Getting your Evanston news from Facebook? Try the Evanston RoundTable’s free daily and weekend email newsletters – sign up now!

After nearly 19 years as executive director of the Evanston Chamber of Commerce, Jonathan Perman announced his resignation. Recently he discussed with the RoundTable his tenure at the Chamber,both the challenges he encountered in 1992 when he began and those he sees as he leaves.  In some ways, these are the same, the latter reconfigured for 21st-century Evanston: maintaining Chamber membership, collaborative relations with the City and good relations with Northwestern University.

“When I came in 1992, the organization was at pretty low ebb. … The challenges were to stabilize the membership base, come up with programs that would be valuable [to the members] and restore the relationship with the City, which had fallen apart.” Some Chamber leaders, he said, had in 1991 published the DIET Plan – Defeat Increases in Evanston Taxes. While the content, he said was by most accounts factual, the tone was “arrogant, degrading and sarcastic. … So one of the first things I did was have breakfast or lunch with each of the 18 members of the City Council in their wards.” He said he felt that gesture “went a long way” toward restoring City-Chamber relations.

The Chamber now boasts about 600 members, not all of them from Evanston, Mr. Perman said, nearly double the early 1990s membership. One program implemented under his watch encouraged all employees to attend Chamber events; another created the organization Young Professionals of Evanston.

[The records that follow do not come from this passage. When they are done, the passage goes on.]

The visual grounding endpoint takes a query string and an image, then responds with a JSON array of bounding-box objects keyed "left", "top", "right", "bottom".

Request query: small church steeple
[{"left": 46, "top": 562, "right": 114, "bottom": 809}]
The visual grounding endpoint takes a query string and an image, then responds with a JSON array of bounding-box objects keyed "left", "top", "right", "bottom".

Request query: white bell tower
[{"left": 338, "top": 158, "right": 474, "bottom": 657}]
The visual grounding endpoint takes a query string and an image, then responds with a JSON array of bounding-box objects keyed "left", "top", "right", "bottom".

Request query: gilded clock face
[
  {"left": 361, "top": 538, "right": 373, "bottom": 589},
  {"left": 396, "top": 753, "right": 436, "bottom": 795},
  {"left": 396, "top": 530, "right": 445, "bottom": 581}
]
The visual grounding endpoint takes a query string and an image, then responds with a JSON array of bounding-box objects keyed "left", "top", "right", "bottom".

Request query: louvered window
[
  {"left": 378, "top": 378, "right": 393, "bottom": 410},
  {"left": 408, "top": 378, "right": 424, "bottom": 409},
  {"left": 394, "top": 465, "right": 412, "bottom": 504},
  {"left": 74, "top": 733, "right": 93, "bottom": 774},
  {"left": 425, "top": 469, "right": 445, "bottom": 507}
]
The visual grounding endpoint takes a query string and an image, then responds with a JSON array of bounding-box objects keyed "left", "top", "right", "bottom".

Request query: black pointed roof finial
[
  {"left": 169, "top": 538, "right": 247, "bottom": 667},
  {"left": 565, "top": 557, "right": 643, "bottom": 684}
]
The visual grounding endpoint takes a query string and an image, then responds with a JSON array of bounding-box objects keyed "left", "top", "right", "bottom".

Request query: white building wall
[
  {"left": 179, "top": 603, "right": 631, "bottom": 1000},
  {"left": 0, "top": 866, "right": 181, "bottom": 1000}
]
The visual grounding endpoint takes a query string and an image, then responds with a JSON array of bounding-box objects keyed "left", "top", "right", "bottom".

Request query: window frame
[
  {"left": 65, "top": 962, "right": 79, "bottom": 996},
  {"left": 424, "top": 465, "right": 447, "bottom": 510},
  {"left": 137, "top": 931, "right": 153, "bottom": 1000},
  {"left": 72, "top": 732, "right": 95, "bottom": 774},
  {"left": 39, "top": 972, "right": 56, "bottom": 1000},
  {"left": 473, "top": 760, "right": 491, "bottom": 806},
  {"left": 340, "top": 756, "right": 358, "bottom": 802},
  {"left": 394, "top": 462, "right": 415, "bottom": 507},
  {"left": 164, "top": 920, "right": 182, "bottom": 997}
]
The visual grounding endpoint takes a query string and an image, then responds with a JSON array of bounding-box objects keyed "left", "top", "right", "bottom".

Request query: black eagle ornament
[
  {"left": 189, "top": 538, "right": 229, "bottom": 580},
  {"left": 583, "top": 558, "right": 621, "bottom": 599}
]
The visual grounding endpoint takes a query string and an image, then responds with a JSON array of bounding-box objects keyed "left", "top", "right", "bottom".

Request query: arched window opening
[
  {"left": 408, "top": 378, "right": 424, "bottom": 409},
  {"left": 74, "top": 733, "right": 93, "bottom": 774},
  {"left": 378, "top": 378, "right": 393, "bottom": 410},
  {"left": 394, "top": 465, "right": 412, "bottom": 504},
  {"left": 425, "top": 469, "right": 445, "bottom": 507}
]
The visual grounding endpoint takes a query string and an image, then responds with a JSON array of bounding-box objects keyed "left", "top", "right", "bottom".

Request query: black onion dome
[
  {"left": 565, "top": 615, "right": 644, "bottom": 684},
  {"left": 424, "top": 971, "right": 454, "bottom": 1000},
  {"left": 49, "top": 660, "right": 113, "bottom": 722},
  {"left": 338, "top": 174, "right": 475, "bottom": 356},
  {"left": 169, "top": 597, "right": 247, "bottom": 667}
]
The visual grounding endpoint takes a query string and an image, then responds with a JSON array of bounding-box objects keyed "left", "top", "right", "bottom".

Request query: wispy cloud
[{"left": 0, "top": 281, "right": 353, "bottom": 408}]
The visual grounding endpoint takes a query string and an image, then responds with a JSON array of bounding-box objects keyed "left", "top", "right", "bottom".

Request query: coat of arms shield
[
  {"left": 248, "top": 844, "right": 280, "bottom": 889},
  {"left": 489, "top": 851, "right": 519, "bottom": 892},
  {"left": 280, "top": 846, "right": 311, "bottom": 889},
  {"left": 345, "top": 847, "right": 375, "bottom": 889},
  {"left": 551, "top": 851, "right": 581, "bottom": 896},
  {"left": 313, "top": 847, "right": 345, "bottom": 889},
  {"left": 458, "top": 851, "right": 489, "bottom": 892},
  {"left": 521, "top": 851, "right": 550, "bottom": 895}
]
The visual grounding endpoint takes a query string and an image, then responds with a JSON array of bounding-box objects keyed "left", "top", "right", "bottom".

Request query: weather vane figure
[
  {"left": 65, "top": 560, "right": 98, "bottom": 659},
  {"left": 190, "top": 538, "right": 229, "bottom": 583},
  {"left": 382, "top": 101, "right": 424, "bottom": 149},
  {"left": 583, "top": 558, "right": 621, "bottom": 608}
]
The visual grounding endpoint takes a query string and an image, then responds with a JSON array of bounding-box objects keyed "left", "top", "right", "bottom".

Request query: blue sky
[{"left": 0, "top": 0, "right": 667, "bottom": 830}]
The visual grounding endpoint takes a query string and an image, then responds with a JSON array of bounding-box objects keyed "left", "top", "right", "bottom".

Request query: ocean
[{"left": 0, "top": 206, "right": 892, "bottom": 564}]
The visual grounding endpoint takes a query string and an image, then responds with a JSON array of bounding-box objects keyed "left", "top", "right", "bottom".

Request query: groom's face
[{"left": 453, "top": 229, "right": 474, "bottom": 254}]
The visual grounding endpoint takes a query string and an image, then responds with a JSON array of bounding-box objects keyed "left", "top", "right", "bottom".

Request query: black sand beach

Attracting employees, in addition to business-owners and CEOS, and enticing young professionals, he said, would pay off in greater engagement with the community.

The Chamber made some internal changes, as well, Mr. Perman said. “We got out of the festival business and stopped holding the World’s Largest Garage Sale.” For about four years in the early 1990s, the Chamber and Pete Miller’s restaurant hosted the “Jump & Verve Jazz Festival,” featuring music, dining and live jazz on Sherman Avenue. “It was a great event,” he said. The World’s Largest Garage Sale was held for years on several tiers of the old Sherman Avenue Garage. “It made local merchants angry [because temporary sellers would bring their wares in for a weekend, cutting into downtown business sales], so when the new garage was going to be built, we had an excuse to end it.”

While the Chamber still sponsors the annual Fountain Square Arts Festival, the operation has been turned over to professionals, he said.

The Chamber worked with the City as it revised its zoning code – an effort completed in 1993, Mr. Perman said. He added he felt the Chamber helped the zoning to be more flexible, allowing for, on a small scale, the operation of home-based businesses, and, on a large scale, additional height and density in housing constructed near mass transit.

A cooperative effort with the downtown merchants helped to draft and obtain Council approval for the anti-panhandling ordinance, which bars “aggressive” panhandling. “The message was to give money to shelters and soup kitchens, where the contributions would be more long-lasting and useful. … We worked with the Evanston Police Department, soup kitchens and shelters to come up with an ordinance we thought was compassionate and fair,” he said, “and to a certain extent, it works.”

During Mr. Perman’s years at the Chamber, Evanston’s downtown grew with the reconfiguration of the south end of the Research Park into the retail, restaurant and movie-theater complex of today. The City also shifted its attitude toward business, he said. “It now has an economic development department,” he said, and is focused on attracting and retaining business.

The implementation of that focus – making Evanston attractive enough for businesses to relocated and remain here – has to be done through  a focus on taking advantage of what he call’s the City’s intellectual capital. “We have the lakefront, we have the café culture and the arts culture,” he said, “but what we have, in addition,n is this incredible reservoir of talent.”  Not so long ago CNN reported that Evanston ranks fourth in cities whose population has at least a master’s degree, he said. Recognizing that, he said, “We made a shift in how we promoted Evanston – from the physical to the intellectual [amenities].”

Evanston is now promoted as a destination city, Mr. Perman said, something that was not considered 15 years ago. “The establishment of the North Shore Convention and Visitors Bureau brought destination marketing to Evanston and made Evanston think of itself in terms of its athletic events, cultural events and hospitality.”

Mr. Perman said his four years at the New Haven, Conn., Chamber of Commerce taught him about regionalism and he “brought to Evanston a whole sense of regionalism – looking beyond the boundaries of your community. … These interrelationships are imminently important. Transit, for example, won’t be solved by one community.”

Witnessing Evanston’s evolution from the early 1990s to 2011, and working to help some of the changes come about, Mr. Perman said, has been rewarding. The “capstone” of his tenure, he said, came in 2009, when “Business Week named Evanston as one of the top 50 places to start a business.”  With that, Mr. Perman leaves the Evanston Chamber of Commerce pointing to a destination not yet named. He says, though, his ties to Evanston may be attenuated but they will not be severed.